Studio album by Steve Eaves
- Released: 2007
- Recorded: 2001–2007
- Genres: Folk, rock, blues
- Label: Sain

Steve Eaves chronology
| Iawn (2001) | Moelyci (2007) |  |

= Moelyci =

Moelyci is a 2007 album by the poet, singer and songwriter Steve Eaves. Eaves sings and plays guitar on the album, and is backed by his long-time backing band, Rhai Pobl. The album also features the well-known Welsh poet Gerallt Lloyd Owen reciting his poetry, accompanied by music. All the songs are sung in Welsh. The album is considered to be Eaves's way of getting to terms with the death of his wife, Siân; the title, Moelyci refers to the mountain where his wife's ashes were scattered:

I have been raising my eyes towards Moelyci for most of my life. (...)

By the end of the 1970s Siân and I and our first little baby were living in our Council house in Maesgeirchen. Late at night we would sit at the bottom of our stairs with the front door open and a blanket around our shoulders, talking quietly and gazing towards Moelyci and Moel Rhiwen and their dark slopes against the blue night. Rhiwlas and the slopes were calling to us.

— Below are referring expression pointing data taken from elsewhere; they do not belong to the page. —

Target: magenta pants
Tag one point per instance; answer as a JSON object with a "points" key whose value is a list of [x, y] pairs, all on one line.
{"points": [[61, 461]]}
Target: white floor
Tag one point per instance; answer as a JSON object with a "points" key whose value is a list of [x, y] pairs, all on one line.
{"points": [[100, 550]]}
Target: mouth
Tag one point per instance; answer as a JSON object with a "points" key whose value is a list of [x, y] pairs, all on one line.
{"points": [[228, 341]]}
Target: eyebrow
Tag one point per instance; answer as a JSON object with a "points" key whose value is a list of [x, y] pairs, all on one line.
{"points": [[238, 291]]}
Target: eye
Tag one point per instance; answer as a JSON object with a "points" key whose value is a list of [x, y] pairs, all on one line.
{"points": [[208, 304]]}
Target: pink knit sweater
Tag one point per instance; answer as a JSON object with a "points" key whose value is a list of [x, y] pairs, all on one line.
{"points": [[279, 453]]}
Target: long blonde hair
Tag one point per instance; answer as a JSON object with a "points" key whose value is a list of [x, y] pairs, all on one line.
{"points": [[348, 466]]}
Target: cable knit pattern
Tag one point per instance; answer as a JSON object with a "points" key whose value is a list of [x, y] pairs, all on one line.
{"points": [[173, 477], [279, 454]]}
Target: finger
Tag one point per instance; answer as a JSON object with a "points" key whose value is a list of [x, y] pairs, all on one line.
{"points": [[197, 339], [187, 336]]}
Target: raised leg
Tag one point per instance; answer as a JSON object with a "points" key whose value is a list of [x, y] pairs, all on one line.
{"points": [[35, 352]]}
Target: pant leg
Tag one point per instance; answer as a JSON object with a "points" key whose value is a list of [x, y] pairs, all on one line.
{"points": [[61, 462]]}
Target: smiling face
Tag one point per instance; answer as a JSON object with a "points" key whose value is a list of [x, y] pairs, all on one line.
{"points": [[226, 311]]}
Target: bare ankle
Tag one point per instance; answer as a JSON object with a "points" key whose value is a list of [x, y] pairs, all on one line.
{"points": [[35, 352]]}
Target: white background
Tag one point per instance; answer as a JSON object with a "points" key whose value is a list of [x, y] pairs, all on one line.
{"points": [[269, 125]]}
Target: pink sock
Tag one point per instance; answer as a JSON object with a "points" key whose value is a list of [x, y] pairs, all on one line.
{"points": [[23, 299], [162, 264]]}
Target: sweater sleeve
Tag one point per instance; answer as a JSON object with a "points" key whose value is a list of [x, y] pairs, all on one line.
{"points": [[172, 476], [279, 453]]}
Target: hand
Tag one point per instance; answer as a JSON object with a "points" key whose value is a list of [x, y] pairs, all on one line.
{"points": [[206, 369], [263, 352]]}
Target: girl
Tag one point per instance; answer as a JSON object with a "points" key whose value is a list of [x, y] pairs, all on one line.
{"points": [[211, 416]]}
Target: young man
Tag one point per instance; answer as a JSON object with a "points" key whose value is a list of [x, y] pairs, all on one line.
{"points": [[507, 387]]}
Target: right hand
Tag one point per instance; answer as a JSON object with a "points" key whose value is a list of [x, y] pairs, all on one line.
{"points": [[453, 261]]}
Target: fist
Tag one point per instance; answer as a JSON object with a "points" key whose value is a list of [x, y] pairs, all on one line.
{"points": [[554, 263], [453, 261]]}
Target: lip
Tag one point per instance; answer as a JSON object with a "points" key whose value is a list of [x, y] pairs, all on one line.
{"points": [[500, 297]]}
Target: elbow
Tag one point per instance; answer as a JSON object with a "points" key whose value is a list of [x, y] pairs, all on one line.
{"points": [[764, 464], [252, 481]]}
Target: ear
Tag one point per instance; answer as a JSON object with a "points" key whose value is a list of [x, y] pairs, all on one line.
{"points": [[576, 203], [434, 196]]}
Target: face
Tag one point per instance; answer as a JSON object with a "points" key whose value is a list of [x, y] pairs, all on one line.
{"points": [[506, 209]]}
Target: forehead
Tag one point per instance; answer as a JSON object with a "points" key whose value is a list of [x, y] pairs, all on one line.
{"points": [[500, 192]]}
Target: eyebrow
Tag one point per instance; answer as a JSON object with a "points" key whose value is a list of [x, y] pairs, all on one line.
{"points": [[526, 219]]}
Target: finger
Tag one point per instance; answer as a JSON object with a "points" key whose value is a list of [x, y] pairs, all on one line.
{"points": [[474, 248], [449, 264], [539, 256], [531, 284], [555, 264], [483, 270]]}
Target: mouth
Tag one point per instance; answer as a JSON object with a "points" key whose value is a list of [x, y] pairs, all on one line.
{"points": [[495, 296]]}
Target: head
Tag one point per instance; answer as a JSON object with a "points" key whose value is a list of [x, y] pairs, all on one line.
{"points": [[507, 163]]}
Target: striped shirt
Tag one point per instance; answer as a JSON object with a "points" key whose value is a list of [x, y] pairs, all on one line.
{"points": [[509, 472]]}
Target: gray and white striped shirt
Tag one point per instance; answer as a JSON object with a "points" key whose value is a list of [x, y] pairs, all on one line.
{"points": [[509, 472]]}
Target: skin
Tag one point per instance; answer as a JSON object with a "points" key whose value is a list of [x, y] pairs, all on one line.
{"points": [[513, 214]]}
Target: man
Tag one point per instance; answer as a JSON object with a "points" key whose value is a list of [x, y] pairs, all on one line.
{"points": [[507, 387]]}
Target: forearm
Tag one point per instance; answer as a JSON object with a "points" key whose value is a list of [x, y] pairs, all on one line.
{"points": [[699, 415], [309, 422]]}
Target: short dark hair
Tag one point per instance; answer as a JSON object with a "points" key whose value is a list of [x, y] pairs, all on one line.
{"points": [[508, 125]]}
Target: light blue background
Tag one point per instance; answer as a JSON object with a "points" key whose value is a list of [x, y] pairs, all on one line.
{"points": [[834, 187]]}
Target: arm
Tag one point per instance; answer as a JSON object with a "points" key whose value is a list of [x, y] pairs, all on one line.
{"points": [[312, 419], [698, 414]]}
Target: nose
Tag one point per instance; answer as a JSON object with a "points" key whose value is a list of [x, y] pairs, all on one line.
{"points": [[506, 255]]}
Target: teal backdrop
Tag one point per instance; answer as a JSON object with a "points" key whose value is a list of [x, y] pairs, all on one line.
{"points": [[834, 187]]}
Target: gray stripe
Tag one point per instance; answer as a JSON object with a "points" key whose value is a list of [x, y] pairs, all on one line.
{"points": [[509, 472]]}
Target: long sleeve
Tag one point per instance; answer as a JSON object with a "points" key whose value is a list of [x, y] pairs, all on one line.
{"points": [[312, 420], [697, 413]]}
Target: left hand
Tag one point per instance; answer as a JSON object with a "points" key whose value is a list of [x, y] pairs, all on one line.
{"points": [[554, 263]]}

The 80s and 90s : On the slopes of Moelyci our three children learnt to walk. And on the slopes of Moelyci, as Siân had requested, we scattered her ashes. And that's where her spirit is now, a gentle breeze in the heather and bracken, over the stones and tiny streams, moving along the paths in every season.

Professional ratings
Review scores
| Source | Rating |
| Sing Out! | (not rated) |
| FolkWorld.de | (not rated) |

==Track listing==
1. Ymlaen mae Canaan (Onwards to Canaan)
2. Gad Iddi Fynd (Let Her Go)
3. Moelyci
4. Taw Pia' Hi [Y Tao Pia' Hi] (Silence is the Way [The Tao's the Way])
5. Lleuad Medi (September Moon)
6. Bwgi Rhif 2 (Boogie No.2)
7. Ni sydd ar ôl (We who're left behind)
8. Gwlad y Caledi (The Land of Hardship)
9. Pa le yw hwn? (What Place is this?)
10. Croeso mawr yn d'ôl (A big welcome back)
11. Llifogydd ym Mhentir (Floods in Pentir)
12. Nos Da, Mam (Goodnight, Mam)
13. Mesen (Acorn)

==Band members==
Steve Eaves, Elwyn Williams, Iwan Llwyd, Gwyn "Maffia" Jones, Jackie Williams, Owen Evans, Jochen Eisentraut, Manon Steffan Ros, Steven Rees, and Gwyn Evans.